Soundings

A resonating vibration in my bones says there’s something here.
Or is that just an echo of longing from other times, other places.
Can’t it be both, and is that so bad, even as
loneliness has become the air that I breathe?

A thirteen month old child with retinal cancer has his eyes removed.
He learns to navigate the world by clicking his tongue
in a kind of echolocation, like a bat or dolphin.
Something is there. And there.

What soundings can plumb a heart?

I listen to my bones but wonder if my body has become an unreliable narrator.
My brain is a plate of scrambled eggs and corned beef hash passing itself off as a gourmet meal.
My heart, dark and red and sloshing, is a double agent,
trading secrets between body and brain, keeping its opinions to itself.

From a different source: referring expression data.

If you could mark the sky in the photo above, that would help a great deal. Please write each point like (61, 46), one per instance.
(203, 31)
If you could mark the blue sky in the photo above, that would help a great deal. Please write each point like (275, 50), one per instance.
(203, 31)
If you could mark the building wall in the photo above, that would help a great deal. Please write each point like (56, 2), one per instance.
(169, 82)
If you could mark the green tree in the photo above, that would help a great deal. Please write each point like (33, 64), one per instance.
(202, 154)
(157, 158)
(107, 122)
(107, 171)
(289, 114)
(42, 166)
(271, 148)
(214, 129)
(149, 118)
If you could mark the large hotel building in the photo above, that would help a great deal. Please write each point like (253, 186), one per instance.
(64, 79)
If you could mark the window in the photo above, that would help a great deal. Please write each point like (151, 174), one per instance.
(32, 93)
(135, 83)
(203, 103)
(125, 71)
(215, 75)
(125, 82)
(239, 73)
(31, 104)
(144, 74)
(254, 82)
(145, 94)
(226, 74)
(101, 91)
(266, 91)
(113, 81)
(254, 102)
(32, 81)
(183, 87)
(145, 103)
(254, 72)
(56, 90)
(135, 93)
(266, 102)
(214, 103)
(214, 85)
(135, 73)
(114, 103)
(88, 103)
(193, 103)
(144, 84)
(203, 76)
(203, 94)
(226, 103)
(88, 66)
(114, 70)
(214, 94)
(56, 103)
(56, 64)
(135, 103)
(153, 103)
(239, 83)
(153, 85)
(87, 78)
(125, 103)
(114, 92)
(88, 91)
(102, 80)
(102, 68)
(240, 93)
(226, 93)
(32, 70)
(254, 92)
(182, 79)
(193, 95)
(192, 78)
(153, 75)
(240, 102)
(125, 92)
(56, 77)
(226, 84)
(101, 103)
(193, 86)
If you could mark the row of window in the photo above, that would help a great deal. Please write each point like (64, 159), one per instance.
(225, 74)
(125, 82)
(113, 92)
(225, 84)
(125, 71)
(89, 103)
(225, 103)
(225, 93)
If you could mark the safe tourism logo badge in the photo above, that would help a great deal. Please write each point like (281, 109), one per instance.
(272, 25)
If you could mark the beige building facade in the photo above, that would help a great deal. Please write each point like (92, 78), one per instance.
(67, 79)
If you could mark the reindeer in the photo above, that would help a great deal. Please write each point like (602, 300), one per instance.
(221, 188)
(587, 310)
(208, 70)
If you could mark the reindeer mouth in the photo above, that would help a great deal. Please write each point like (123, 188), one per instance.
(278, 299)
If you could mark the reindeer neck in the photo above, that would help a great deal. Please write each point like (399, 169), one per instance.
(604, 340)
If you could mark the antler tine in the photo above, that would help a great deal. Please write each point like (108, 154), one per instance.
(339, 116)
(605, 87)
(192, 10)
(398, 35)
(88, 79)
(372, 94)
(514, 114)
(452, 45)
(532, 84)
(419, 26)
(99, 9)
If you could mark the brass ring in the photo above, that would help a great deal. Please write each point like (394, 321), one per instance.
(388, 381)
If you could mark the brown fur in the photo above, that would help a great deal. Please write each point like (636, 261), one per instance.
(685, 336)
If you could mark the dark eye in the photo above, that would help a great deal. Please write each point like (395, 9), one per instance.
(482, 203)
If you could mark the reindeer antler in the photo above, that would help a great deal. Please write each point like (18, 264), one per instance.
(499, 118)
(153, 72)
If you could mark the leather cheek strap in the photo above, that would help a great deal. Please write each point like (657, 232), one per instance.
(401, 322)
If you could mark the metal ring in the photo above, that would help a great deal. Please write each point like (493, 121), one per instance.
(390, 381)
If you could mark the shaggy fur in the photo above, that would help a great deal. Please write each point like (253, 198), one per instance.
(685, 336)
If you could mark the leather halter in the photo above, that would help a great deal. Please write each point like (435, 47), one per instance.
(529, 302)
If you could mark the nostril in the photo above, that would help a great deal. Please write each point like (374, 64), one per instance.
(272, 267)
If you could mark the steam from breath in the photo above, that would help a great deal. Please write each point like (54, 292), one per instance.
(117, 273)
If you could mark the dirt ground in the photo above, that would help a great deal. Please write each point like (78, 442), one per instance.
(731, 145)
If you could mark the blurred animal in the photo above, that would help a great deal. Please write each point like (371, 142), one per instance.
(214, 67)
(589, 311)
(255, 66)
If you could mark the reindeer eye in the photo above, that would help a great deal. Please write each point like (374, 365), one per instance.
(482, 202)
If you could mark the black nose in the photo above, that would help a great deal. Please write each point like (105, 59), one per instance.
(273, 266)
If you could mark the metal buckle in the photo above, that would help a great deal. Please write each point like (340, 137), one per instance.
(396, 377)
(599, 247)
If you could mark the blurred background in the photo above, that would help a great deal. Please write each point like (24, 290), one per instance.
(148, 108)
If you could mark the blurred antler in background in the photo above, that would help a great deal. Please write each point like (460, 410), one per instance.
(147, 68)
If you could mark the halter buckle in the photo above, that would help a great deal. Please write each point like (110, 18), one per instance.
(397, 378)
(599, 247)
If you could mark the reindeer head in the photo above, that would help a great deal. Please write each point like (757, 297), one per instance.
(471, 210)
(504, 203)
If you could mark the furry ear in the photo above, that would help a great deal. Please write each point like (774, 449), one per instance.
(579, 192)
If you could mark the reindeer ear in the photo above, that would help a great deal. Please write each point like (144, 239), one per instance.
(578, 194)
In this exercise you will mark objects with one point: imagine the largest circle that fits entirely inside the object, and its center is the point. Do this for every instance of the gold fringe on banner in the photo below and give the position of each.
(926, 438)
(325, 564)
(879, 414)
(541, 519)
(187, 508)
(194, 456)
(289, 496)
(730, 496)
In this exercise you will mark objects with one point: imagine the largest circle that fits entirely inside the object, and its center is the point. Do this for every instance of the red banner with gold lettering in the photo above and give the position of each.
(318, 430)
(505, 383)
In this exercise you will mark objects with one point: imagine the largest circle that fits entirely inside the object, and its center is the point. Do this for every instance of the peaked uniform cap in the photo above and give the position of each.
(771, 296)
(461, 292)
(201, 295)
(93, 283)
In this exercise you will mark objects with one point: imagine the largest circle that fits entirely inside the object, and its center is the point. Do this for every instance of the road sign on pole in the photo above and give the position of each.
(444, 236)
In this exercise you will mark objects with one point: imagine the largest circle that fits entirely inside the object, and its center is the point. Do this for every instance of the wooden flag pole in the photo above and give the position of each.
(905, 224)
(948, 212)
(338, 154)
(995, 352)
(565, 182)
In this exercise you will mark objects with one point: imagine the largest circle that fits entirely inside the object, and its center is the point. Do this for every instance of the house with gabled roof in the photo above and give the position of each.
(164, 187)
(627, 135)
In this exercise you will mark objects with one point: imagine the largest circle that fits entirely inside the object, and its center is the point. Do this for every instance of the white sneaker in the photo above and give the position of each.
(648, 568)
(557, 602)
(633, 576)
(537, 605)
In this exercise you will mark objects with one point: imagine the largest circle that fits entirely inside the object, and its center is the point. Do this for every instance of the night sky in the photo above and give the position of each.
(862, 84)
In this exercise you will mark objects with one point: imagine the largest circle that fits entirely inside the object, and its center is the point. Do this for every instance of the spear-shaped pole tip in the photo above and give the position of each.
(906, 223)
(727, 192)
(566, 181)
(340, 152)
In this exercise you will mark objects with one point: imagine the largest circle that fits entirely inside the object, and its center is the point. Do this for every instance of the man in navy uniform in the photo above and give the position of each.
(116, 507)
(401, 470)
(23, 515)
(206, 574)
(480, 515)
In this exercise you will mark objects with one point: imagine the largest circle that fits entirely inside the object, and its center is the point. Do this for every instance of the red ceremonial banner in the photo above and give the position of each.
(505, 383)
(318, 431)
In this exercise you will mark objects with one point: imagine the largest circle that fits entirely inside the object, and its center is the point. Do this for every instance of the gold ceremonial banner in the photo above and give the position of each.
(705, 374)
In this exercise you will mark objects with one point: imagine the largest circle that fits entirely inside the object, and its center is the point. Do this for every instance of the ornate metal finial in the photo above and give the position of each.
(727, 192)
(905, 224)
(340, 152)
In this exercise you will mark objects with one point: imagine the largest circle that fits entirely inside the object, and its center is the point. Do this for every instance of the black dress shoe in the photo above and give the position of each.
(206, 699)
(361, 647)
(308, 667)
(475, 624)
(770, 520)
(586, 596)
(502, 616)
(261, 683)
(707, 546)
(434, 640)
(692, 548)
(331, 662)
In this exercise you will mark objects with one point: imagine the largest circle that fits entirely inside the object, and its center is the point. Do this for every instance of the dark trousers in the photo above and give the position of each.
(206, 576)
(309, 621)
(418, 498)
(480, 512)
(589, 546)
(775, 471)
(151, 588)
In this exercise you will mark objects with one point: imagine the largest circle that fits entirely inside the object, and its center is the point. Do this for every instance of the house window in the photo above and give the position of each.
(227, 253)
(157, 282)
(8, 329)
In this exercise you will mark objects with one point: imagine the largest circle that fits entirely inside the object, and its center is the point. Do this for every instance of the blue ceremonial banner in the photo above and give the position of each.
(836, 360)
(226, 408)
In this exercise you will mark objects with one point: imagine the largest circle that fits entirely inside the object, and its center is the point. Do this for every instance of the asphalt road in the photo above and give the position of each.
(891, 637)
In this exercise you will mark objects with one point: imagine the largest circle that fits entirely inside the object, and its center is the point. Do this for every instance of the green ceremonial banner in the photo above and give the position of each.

Subterranean rivers can be found all over the world.
We walk the earth’s surface, oblivious to the torrents of water rushing beneath us.
In California, a strip of green in the middle of a desert is your only clue that the Mojave River roars below.

Can you hear it, feel it vibrating in your bones?

My war within is a struggle for story.
I yearn for, and am suspicious of, narratives of Intentionality and Certainty.
It’s fear, again, talking out of both sides of a slippery mouth.
Fear of rejection, or more unnerving, fear of acceptance, love.

A heart pinging, and then listening, for echoes.

Is it so hard to embrace the messiness of love, the illusion of permanence?
This air that I breathe. What do I know?
Truth is a house in need of constant repair, and love is its victory garden where you get your hands dirty, reap what you sow.